# Boolean Problems

I'm trying to create a sort of cup for printing. I started with a sphere and then a smaller sphere and Boolean differenced to get a hollow sphere. Then I wanted to cut an off-center hole in the hollow sphere by using a sphere or cylinder. I tried to do this again with boolean difference but now it looks like this How do I join the two together/make faces between the two layers? Or am I just going about designing this all wrong?

I think it's better do all the modelling without thickness and, once finished, apply a "solidify" modifier that will give you the needed inner face. Also the booleans operations, as they create "bad" geometry (triangles, Ngons, no edge loops) should be avoided if possible: the image illustrate a quick way to join a circle (8 vertices) to a mesh sphere (Bridge edge loops) and the result after subsurf and solidify modifier, 2 minutes of modelling.
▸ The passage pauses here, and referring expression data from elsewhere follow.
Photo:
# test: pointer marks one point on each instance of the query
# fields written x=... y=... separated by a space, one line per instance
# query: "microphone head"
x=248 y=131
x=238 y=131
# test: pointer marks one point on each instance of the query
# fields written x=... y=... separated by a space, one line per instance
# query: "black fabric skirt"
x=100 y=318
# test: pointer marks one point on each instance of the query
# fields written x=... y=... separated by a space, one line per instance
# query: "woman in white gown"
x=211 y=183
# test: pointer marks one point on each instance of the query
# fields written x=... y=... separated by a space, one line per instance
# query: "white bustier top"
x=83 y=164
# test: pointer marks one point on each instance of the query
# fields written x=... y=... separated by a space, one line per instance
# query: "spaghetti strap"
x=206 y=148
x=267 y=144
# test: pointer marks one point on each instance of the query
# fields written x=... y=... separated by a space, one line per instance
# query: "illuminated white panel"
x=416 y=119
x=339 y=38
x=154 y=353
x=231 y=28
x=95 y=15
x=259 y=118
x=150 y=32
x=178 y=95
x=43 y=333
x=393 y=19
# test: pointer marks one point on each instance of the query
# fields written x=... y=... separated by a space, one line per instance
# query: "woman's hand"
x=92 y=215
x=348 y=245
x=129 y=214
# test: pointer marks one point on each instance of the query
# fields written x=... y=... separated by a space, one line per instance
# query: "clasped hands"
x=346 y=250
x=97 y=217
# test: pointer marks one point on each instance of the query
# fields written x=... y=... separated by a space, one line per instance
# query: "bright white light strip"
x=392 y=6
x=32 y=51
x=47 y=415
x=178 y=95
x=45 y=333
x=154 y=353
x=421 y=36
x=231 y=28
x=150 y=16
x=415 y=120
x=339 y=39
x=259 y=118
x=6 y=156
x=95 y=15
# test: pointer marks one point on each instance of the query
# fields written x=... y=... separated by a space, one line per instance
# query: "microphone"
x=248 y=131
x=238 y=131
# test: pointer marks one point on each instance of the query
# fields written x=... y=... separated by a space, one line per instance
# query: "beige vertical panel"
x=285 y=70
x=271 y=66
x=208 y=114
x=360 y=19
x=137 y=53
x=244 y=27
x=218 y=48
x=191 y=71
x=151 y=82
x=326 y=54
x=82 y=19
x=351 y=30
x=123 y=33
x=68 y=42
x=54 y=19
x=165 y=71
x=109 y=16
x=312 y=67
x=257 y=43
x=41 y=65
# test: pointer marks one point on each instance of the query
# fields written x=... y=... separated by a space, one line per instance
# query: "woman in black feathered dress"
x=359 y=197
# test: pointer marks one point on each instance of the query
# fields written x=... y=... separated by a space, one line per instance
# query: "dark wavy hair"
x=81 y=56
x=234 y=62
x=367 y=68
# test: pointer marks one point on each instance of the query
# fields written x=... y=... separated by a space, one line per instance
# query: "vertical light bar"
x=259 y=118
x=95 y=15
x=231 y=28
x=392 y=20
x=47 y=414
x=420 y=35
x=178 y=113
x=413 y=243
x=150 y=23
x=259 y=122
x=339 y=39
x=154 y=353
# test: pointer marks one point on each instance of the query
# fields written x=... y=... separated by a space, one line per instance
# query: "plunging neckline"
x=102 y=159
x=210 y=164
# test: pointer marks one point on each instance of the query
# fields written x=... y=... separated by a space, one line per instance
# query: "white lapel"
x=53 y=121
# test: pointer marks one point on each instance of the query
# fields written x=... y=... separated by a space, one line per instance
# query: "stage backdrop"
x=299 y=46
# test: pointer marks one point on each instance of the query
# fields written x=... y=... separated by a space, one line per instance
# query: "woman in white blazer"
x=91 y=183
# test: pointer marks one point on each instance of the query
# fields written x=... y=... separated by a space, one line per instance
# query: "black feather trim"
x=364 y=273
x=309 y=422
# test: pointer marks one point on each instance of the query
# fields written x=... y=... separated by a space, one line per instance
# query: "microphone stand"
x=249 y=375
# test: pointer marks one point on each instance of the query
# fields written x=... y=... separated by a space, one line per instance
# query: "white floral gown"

Another shape obtained with the solidify + subsurf from an UV sphere:

• This is what I understood from your response i.imgur.com/PBPgfqW.png I'm not sure how to get the cut out to be more or less where I had it in the original post especially as the circle that I created doesn't exactly line up with the surface of the sphere – Leroy Jan 11 '17 at 10:57
• I'm essentially looking to model this i.imgur.com/VrI1oLx.png – Leroy Jan 11 '17 at 11:05
• Take an UV sphere, delete some top vertices, apply a solidify modifier, insert some additional loop cut near the edges, add a subsurf modifier, then rotate the mesh in the needed direction. If you want to make the cut in position you will need al lot more of geometry to get a similar result, and you will have to start with an icosphere and boolean cut it with a rotated cube. 10.000 vertices with the first method are smoother than 150.000 with the second. See my updated answer for references. – josh sanfelici Jan 11 '17 at 13:29
• To flaten the bottom, once you rotated and subdivided but before solidifying, box select some bottom vertices, scale Z zero and move in the appropriate Z location. – josh sanfelici Jan 11 '17 at 13:54

Two methods come to mind instantly. The first is manually, where you selest one or two vertices on one loop, either the inner or outer, then select a vertex (if you want the resulting face to be a triangle) or two (if you want the resulting face to be a quad), continuing aroud the the edges until the two loops are bridged. Another may require some fiddling. Select a segment of the loop around the hole in the inner sphere and a segment of the loop around the hole in the outer one, select the two edge loops, and bridge them. The fiddling will be obligatory if the inner and outer loops do not have the same number of segments.